Mary Eliza Rogers La Vie domestique en Palestine… (1865)

Le soleil brillait avec éclat, et répandait comme une auréole de gloire sur chaque objet. Au premier plan, un wely, où dôme, s'élevait sur une colline arrondie, qui était couverte d'oliviers et de figuiers; on l'appelle le « Dôme des Témoins. » Au delà, il n'y avait pas signe de vie, — tout était désolation. Mais, en regardant à l'ouest, nous pûmes voir Jérusalem, qui se déroulait au-dessous de nous comme une carte de géographie ; sur presque toutes les collines il y avait des ouvrages attestant l'industrie et l'habileté des hommes.
Source : Gallica

Mary Eliza Rogers La Vie domestique en Palestine… (1865)

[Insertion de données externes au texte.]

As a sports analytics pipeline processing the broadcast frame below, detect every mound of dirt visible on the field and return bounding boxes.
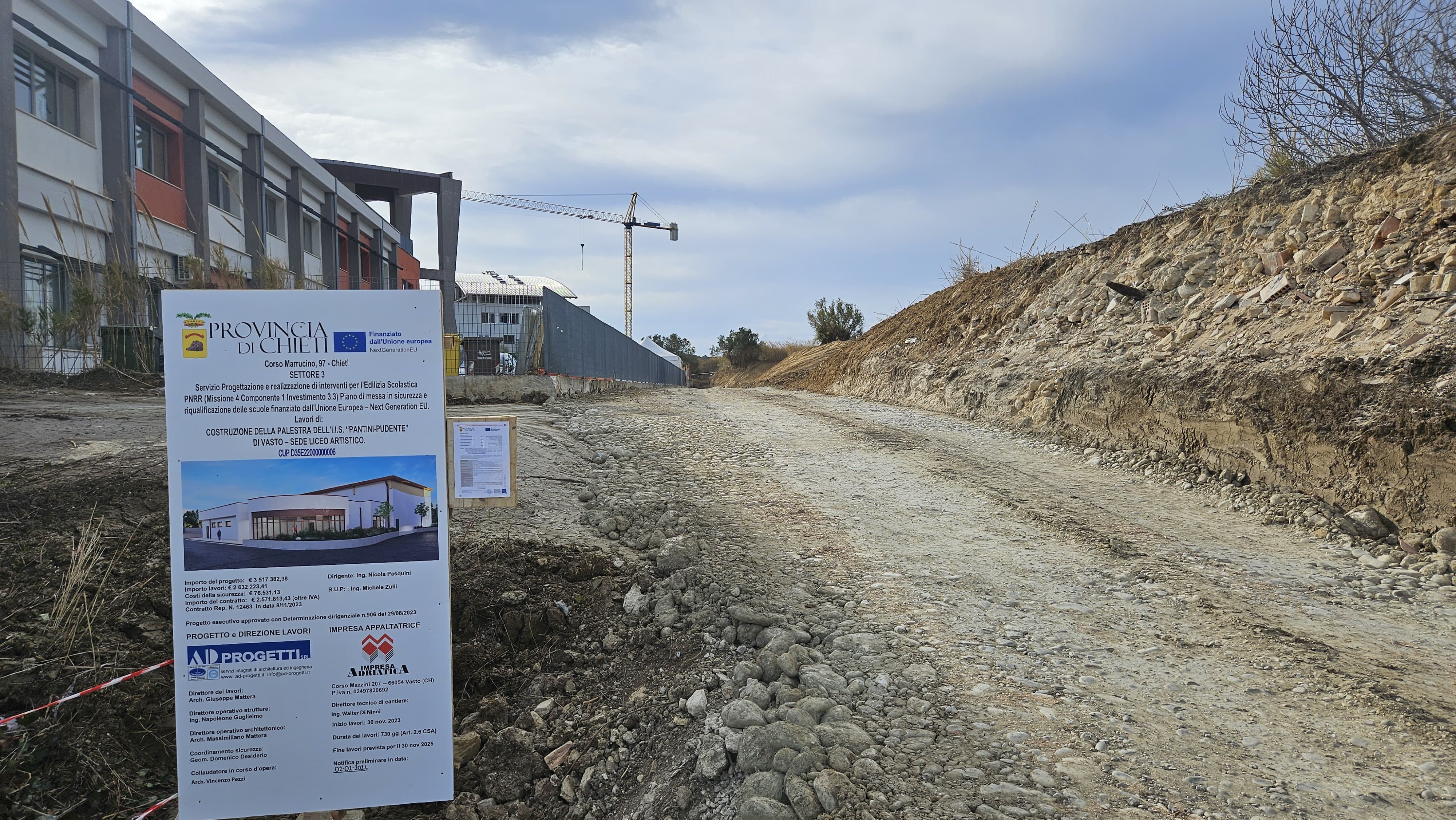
[735,128,1456,526]
[0,417,705,820]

Le gouverneur Abu Daoud, et son jeune fils, vinrent me saluer; bientôt après eux arriva Salihh Agha, avec son grand manteau écarlate tout bordé de broderies et de dentelle d'or. Sa figure bronzée était à demi voilée par son shall lilas et argent qu'il portait comme un capuchon retenu autour de la tête par une épaisse corde blanche de poil de chameau.
Ses paupières étaient teintes de kohl, et, au total, il avait un air assez redoutable. Lui et son frère, Akiel-Agha, sont les hommes les plus puissants et les plus formidables ou pachalik d'Akka.
Source : Gallica

Mary Eliza Rogers La Vie domestique en Palestine… (1865)

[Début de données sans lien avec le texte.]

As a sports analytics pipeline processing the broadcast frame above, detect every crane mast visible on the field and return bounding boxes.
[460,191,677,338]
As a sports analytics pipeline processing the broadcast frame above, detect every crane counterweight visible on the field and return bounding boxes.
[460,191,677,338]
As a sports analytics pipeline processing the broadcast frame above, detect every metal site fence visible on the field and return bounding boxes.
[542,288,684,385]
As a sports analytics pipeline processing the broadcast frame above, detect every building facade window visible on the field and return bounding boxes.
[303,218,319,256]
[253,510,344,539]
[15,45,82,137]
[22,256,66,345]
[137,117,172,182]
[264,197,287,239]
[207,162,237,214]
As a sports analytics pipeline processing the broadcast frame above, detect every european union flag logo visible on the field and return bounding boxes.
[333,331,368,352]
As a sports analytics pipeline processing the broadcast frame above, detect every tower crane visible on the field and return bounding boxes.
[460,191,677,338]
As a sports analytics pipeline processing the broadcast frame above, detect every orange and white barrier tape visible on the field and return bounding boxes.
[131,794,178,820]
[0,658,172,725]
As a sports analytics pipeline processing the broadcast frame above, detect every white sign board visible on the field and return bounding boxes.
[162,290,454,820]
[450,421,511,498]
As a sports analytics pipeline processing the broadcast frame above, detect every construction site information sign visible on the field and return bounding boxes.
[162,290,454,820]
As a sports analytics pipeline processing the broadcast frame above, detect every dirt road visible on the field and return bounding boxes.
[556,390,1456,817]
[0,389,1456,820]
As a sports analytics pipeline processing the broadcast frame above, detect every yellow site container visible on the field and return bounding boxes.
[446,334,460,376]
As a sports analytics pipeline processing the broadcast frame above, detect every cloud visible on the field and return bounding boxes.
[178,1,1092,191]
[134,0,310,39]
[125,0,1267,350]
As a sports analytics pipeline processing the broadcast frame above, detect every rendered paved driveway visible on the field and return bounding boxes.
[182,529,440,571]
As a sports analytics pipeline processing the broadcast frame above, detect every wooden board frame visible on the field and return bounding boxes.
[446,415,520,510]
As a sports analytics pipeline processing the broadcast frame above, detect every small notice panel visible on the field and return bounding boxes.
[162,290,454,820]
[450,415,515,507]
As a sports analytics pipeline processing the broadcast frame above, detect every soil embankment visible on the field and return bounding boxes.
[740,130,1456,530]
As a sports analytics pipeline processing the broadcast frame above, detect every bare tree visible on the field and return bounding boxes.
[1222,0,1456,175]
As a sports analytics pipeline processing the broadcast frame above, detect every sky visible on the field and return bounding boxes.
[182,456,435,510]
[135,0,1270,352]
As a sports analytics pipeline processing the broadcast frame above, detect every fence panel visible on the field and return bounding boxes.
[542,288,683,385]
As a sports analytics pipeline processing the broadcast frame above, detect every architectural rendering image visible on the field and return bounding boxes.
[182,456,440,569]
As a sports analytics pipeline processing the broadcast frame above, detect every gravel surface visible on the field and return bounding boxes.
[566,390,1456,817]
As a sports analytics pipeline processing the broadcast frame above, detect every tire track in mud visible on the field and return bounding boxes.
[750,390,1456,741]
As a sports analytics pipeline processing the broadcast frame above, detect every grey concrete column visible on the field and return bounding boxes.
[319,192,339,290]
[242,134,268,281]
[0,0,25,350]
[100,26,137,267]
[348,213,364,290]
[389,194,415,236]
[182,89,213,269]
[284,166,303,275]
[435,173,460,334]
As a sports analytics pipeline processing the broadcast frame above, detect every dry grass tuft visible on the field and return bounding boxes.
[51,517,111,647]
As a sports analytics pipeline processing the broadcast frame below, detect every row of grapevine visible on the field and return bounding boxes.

Nous dominions la plaine d'Esdraèlon, et quelquefois nous entrevoyions la mer à notre droite. Nous franchîmes une distance considérable sans trouver une ville ou un village, ni même quelques tentes ou la plus légère indication d'une route ou d'un sentier ; nous aurions pu croire que nous voyagions dans un pays inhabité, si nous n'avions rencontré parfois ou une longue file de chameaux, chargés de charbon de bois, ou une procession d'ânes, chargés d'une telle quantité de fagots ou d'épines, qu'ils disparaissaient sous leur fardeau et ressemblaient à des haies en mouvement.